New Line Cinema, Warner Bros. Pictures

CBN is not endorsing the films or TV shows CBN.com reviews. Our goal is to provide information about the latest in entertainment, both the good and the bad, so you may make an informed decision as to what is appropriate for you and your families.

Marketed as a romantic comedy about the day we celebrate our sweethearts, Valentine’s Day shows the truly sad state of our understanding of love. The two-hour movie tells the stories of a multitude of multigenerational characters: a boy with his first crush, teenagers who want to consummate their "true love", thirty-something’s trying to find love, and a very much in love older married couple.
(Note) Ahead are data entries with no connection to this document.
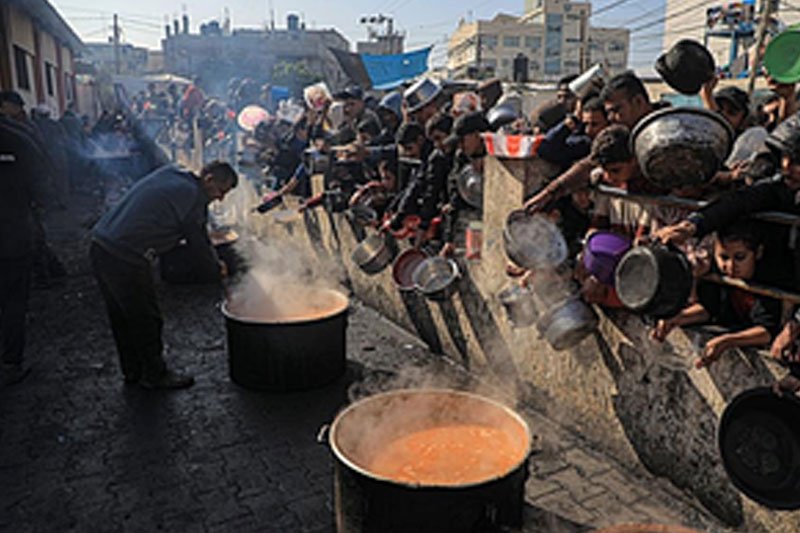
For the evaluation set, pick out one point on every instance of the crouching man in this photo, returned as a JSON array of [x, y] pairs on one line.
[[152, 218]]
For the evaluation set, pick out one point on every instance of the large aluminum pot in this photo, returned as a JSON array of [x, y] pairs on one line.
[[374, 253], [654, 280], [289, 352], [533, 241], [760, 447], [681, 146], [567, 323], [436, 278], [366, 501]]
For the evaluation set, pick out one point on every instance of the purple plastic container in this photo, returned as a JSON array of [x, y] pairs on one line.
[[602, 252]]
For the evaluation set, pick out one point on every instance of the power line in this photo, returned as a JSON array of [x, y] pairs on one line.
[[609, 7]]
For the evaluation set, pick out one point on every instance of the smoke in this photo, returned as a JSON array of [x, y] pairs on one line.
[[284, 282]]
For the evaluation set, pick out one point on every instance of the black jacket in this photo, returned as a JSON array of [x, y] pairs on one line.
[[23, 185]]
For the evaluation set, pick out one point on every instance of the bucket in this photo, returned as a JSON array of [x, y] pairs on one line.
[[782, 57]]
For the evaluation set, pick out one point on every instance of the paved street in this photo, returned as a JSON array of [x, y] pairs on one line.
[[80, 451]]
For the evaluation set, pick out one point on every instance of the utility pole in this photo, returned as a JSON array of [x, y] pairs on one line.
[[116, 44], [767, 8]]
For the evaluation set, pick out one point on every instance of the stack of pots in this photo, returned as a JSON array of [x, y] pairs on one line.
[[536, 243]]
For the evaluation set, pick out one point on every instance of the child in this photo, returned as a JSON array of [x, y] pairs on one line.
[[753, 320]]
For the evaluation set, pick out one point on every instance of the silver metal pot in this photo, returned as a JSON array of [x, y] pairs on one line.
[[436, 278], [566, 324], [533, 241], [681, 146], [374, 253]]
Although Director Garry Marshall and his all-star cast offer a few funny, heartwarming moments in the film, their attempt at delighting audiences this holiday weekend fails. The film's last words are a shock to the system, but effectively sum up its overall tone. Just before the credits roll, the narrator says "those three little words we all want to hear..." and instead of saying “I love you”, he says, “Let’s get naked!” It's the perfect ending for this disappointing film that leaves you shaking your head in disbelief.

The Movie in a Minute

(With too many characters to introduce in a two-hour movie – let alone a paragraph of text, here’s a brief description of the film’s plot.)

The day in the life of couples and singles living in Los Angeles as they navigate the unpredictable situations Valentine’s Day presents them.
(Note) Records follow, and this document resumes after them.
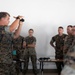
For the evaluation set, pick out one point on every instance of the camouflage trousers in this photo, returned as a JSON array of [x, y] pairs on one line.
[[7, 69], [33, 60]]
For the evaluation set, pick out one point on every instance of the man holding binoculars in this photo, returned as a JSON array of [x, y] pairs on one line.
[[6, 35]]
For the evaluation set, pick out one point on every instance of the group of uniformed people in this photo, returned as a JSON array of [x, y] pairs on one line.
[[14, 47], [65, 50]]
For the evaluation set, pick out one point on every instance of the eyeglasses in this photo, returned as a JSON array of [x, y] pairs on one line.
[[73, 29]]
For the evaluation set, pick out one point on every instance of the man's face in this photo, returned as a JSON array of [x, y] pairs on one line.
[[60, 31], [31, 33], [69, 30], [5, 20], [73, 31]]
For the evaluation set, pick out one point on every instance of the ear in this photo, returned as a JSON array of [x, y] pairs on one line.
[[2, 19]]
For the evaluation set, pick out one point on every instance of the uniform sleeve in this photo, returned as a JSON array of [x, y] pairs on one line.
[[34, 41], [53, 39], [24, 39], [7, 29]]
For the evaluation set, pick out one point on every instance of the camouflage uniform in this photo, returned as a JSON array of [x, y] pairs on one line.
[[6, 61], [69, 68], [67, 43], [18, 46], [30, 53], [59, 42]]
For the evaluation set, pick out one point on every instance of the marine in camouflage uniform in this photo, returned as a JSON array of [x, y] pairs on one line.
[[69, 68], [7, 67], [59, 44], [67, 43], [6, 62], [30, 52], [18, 46]]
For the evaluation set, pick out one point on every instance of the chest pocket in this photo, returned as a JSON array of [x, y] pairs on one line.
[[30, 40]]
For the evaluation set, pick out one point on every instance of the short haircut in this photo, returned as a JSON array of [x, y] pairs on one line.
[[69, 26], [73, 26], [60, 27], [3, 14], [31, 30]]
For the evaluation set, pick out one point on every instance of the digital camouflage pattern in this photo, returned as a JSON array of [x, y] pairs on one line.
[[6, 61], [59, 42], [30, 53], [70, 57], [5, 46], [18, 46], [67, 43]]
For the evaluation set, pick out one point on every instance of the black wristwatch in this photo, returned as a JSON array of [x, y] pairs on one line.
[[17, 18]]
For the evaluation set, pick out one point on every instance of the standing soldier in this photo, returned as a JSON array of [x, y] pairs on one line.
[[6, 61], [59, 43], [69, 68], [29, 44], [68, 40], [18, 47]]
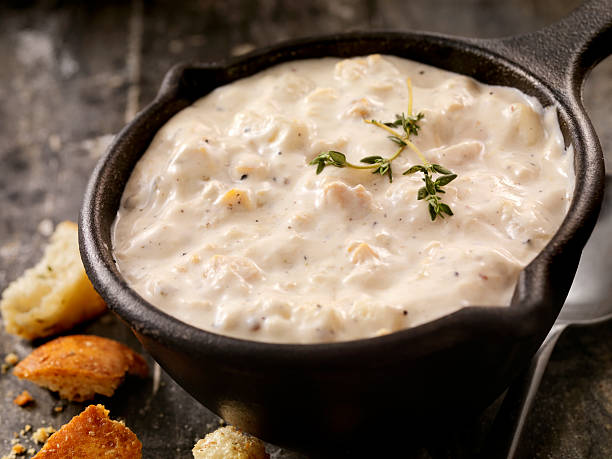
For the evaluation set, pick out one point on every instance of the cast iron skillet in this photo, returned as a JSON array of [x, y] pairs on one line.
[[311, 396]]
No Love for Valentine's Day

Director Garry Marshall is known for his endearing romantic comedies. He’s famous for some of the most popular chick flicks, such as Pretty Woman, Runaway Bride, and The Princess Diaries. His new movie, Valentine’s Day reunites the director with his previous leading ladies Julia Roberts and Anne Hathaway - along with an ensemble cast featuring Ashton Kutcher, Jennifer Garner, Jessica Alba, Taylor Swift, Taylor Lautner, Bradley Cooper, and too many more to list. While this ensemble is impressive, no amount of star power could revive this movie, which was written by screenwriters who brought us last year's forgettable flick, He’s Just Not That Into You.

Story. Set in Los Angeles, the film focuses on Ashton Kutcher’s character, Reed, as he’s just proposed to his girlfriend. Owning a florist puts Reed in the midst of the Valentine’s Day mayhem. We meet his best friend, Julia (played by Jennifer Garner), who is finally in love and relishing the day – unlike her workaholic friend Kara (Jessica Biel), who celebrates the holiday with her annual “I Hate Valentine’s Day” party. A dozen or so characters and relationships later, you’ve got the gist of this new film. Don’t be surprised if you forget a character’s name. They are introduced so frequently and briefly that you may find yourself unable to really connect with them.

Acting. The film’s weaknesses aren’t in its cast. Despite the fact that there are so many characters and plotlines constantly being introduced, the actors did their best. All seem to fit their roles rather well, with no glaring chemistry problems amongst the various couples. Two performances worth mentioning are from Bryce Robinson, an adorable child actor who plays the 11-year-old with his first crush, and Grammy winner Taylor Swift, who does a good job of portraying a scatterbrained teenager in this her first feature film.

Offensive content. As you may have guessed from the last line of the movie’s dialogue (addressed above), Valentine's Day is loaded with questionable content. One of the characters is a closeted homosexual, and another moonlights as an "adult phone entertainer", whose salacious conversations are heard throughout the film. Most of the non-married adult couples are living together, with a few scenes of their morning afters. The PG-13 rating is in part due to a partially nude scene involving one of the teenage characters, who strips down for his girlfriend after they’ve decided to lose their virginity during their lunch break. Besides the sex-related dialogue, the film also contains a bit of foul language, including a sarcastic comment made about Jesus Christ.

In the End

If you’re looking for a movie to watch with your love this weekend, choose another one. In fact, you’re best bet is to find a classic romantic film and watch it at home, since the options at the theater right now are slim pickins’.